Katherine Heigl, Tom Wilkinson, and Linda Edmond are in Cleveland shooting the indie comedy “Jenny’s Wedding,” until the end of November. The mixer on set is veteran Dr. Marlowe “Mauly T” Taylor, a producer and sound mixer based in Cleveland and member of IATSE 209. Dr. Taylor chose to outfit his cart with RF Venue antennas for all the talent and crew wireless audio, and hasn’t looked back.
“The Diversity Fin and CP Beam are my superman antennas,” Taylor said. “These antennas have simplified some very complicated issues. We were having a lot of RF static and the signal strength was very low. We were basically running our previous antennas out on 50 to 75 feet of cable all the time. Plus we were getting attenuation with these long cable runs and had to use all sorts of boosters. It was getting crazy.”
Taylor is now using a Diversity Fin to receive the Lectrosonics Venue and UCR411A HM plugs and talent packs on the “Jenny’s Wedding” set. A CP Beam pulls stereo from the Mix 12 and feeds to an ARRI Alexa via Sennheiser IEM receivers. And he uses an additional CP Beam for the Lectrosonics T4 IFB com system used to communicate with the boom operator and crew. Taylor is also using a Zaxcom suite including Mix12 and Deva IV plus ZOOM H6 and Timecode safety.
Interesting study in antennas for licensed vs. unlicensed devices: Diversity Fin and CP Beam on set, filming directly underneath a mixed use cell/RF tower.

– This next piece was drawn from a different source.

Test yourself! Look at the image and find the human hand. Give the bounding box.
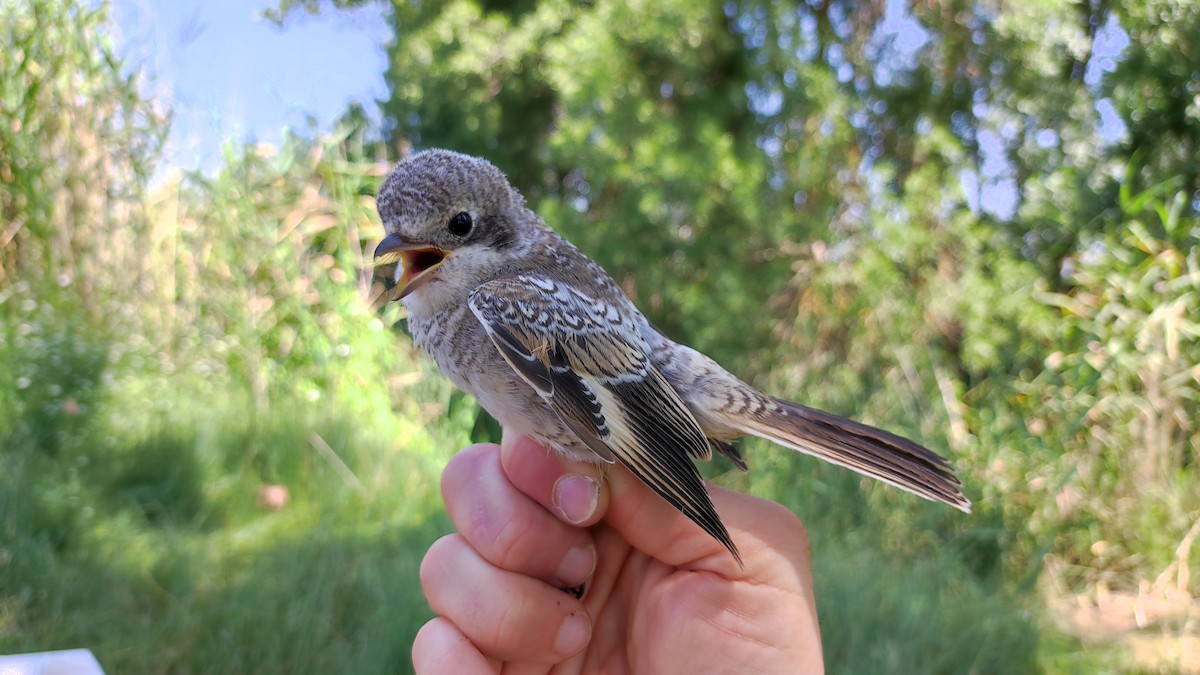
[413,432,823,675]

The Diversity Fin is an antenna with one LPDA and one dipole element oriented at 90 degrees for optimum polarization diversity, and elimination of multi-path interference. The CP Beam is a high gain circularly polarized helical antenna that is lightweight and collapses for compact storage.
“Earlier we had a scene in a fire station,” Taylor continued. “Katherine and Tom were inside on the second floor, and I couldn’t get my cart up the stairs. I was able to raise my antennas up and shoot right through the brick wall without a problem, full strength. We started using both Diversity Fins and CP Beams rigged on a boom popped up 12 or 15 feet above the cart to get a clear shot to wherever they are. My cable just sits coiled up on the cart.”

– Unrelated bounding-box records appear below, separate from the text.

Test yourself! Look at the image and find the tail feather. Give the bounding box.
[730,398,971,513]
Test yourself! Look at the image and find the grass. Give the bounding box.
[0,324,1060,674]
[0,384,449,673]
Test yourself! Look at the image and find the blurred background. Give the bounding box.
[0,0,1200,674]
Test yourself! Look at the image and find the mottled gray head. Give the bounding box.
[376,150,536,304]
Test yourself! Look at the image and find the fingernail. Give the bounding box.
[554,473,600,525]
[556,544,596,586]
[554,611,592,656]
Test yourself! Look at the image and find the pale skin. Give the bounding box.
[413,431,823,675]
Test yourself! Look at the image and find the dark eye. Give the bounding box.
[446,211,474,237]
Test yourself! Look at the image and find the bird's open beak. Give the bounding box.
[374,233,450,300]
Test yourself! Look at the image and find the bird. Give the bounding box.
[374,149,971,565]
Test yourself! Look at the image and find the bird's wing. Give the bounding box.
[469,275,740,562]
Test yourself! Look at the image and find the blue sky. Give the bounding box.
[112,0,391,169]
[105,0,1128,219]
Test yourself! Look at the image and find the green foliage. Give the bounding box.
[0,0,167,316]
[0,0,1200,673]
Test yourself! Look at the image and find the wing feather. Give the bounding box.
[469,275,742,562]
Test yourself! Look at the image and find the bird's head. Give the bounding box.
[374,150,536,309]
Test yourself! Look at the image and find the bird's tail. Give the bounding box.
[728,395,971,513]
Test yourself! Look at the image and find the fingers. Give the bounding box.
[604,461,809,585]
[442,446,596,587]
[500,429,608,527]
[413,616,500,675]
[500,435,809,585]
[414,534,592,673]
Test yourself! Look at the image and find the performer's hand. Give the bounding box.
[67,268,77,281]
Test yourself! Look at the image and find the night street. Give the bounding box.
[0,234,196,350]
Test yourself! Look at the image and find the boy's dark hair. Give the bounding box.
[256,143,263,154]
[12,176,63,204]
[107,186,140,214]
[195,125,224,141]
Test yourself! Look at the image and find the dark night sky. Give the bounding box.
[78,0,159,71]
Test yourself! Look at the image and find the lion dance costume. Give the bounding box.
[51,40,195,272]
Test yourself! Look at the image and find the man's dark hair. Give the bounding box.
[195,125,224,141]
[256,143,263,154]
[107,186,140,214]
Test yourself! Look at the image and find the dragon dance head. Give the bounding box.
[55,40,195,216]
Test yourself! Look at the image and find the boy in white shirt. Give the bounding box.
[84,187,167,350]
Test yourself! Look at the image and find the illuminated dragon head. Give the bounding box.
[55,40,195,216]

Taylor has mixed features, docs, and TV shows, including the Sundance indie hit “Kings of Summer,” football feature “Underdogs,” and the 2014 made for TV movie “Love Finds You In Sugar Creek.” Dr. Taylor gets his title from PhD work at Ohio University, where he also received a Masters in sound. In addition to sound work, he is currently a professor and instructor at Cleveland State University.
Dr. Taylor was introduced to the RF Venue line by Pro Sound Services' Rich Topham. “And let me tell you,” Taylor said. “For the ‘Underdogs’ football movie we made with Joe Namath using the RF Venue antennas, all the audio went back to L.A., and the director and post mixer told us that 99% made it into the final film. They needed almost no ADR and said it was the cleanest and sharpest audio they’ve ever had. They actually thought I was a mixer from California, not from Ohio!”